A agonia do "voto de opinião"

 Na eleição para a Câmara notamos a continuidade da inexorável erosão do voto de opinião ou mesmo de um voto de confiança individual não vinculado ao assistencialismo. Nessa última modalidade temos o César Maria, com 44 mil votos, um resultado certamente muito aquém do que ele imaginava. A seguir vem o mais votado do PSOL, Paulo Pinheiro, com 28 mil. O de Pinheiro não é um voto de opinião puro, tem um componente corporativo importante do setor saúde. Em 2008 a votação “de opinião” maior fora a minha, como quarto colocado, com 47 mil votos. O próximo “de opinião” já vem com 23 mil, o veterano Eliomar Coelho, do PSOL. 

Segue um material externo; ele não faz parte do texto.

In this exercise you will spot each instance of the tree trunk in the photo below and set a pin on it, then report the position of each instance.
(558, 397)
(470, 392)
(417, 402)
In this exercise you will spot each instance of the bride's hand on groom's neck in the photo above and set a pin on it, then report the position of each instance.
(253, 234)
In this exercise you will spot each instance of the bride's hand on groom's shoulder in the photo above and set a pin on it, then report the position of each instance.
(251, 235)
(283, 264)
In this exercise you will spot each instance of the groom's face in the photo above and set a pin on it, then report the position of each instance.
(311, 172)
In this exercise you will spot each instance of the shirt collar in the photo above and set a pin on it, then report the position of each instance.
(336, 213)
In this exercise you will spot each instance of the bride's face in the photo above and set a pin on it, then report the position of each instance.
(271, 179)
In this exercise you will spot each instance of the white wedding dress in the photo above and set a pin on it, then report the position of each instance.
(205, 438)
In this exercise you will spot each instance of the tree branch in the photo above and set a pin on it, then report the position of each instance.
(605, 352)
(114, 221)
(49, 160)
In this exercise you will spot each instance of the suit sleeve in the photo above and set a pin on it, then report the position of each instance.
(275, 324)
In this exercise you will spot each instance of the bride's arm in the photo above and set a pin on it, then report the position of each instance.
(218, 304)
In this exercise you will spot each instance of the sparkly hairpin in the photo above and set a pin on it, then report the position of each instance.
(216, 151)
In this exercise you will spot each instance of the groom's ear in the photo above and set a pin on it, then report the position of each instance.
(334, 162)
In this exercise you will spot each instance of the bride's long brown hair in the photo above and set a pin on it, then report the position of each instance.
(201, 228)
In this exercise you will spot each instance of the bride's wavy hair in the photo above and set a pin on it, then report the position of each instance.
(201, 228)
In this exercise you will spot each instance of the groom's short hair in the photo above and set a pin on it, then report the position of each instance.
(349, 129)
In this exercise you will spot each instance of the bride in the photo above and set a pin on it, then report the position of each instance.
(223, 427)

 Mas temos os voto de legenda,  diriam. Até que ponto um expressivo voto de legenda representa um voto de opinião? Em 2008, o PV e, agora, o PSOL tiveram uma quantidade  volumosa de votos de legenda. Sinto decepcionar, mas embora exista aí, de fato, um componente voto de opinião,  o atual voto de legenda é, na verdade, primordialmente,  um voto enganado (e não corrigido) para prefeito. 

 Explico: uma parcela significativa dos eleitores não sabe que vota-se primeiro no vereador e depois no prefeito. Imagina, como seria lógico, o vice versa. Vota no número do prefeito, e aí aparece a pergunta de confirmação do voto de legenda para vereador. Aí o nosso eleitor fica sem saco de corrigir e confirma. Depois repete o número, votando corretamente  para prefeito.

 A maior prova do que estou afirmando é o fato de nas duas ocasiões o voto de legenda do PMDB ter sido ainda mais alto que o do PV e do PSOL. Convenhamos, ninguém se identifica ideológica ou programaticamente com o PMDB, pode, no máximo, querer votar no "partido do prefeito" para ajuda-lo na governabilidade, mas, acreditem, a grande maioria o faz pelo engano já mencionada  que naturalmente tem a ver com a fragilidade da intenção de voto daquele eleitor pelo vereador no qual teria votado. Portanto, na sua maior parte, o voto de legenda não é um refúgio do  minguante voto de opinião.

 Claramente assistimos à prevalência do voto bairrista clientelista/assistencialista baseado em centros assistenciais e/ou do voto  chapa branca proveniente do uso  de máquina de governo. Secundariamente temos voto de tipo corporativista ou religioso (foram eleitos 5 candidatos e igrejas evangélicas). O voto celebridade dado a jogadores de futebol, radialistas ou figuras do show biz limitou-se à "mãe loura". 

 Ou seja, embora haja elementos de renovação presentes, como a expressiva performance de Freixo que eventualmente sinaliza uma "refundação petista", o fator de "avanço do atraso" continua a ser o dominante, nas eleições para vereador,  e acredito que nas outras cidades isso seja pior ainda. Na ausência de uma reforma política, as mesmas causas continuarão gerando os mesmos efeitos e a hegemonia da velha (ou nova/velha?)  seguirá impávida.

 Jurássicos tenderemos a ser nós, os do voto de opinião.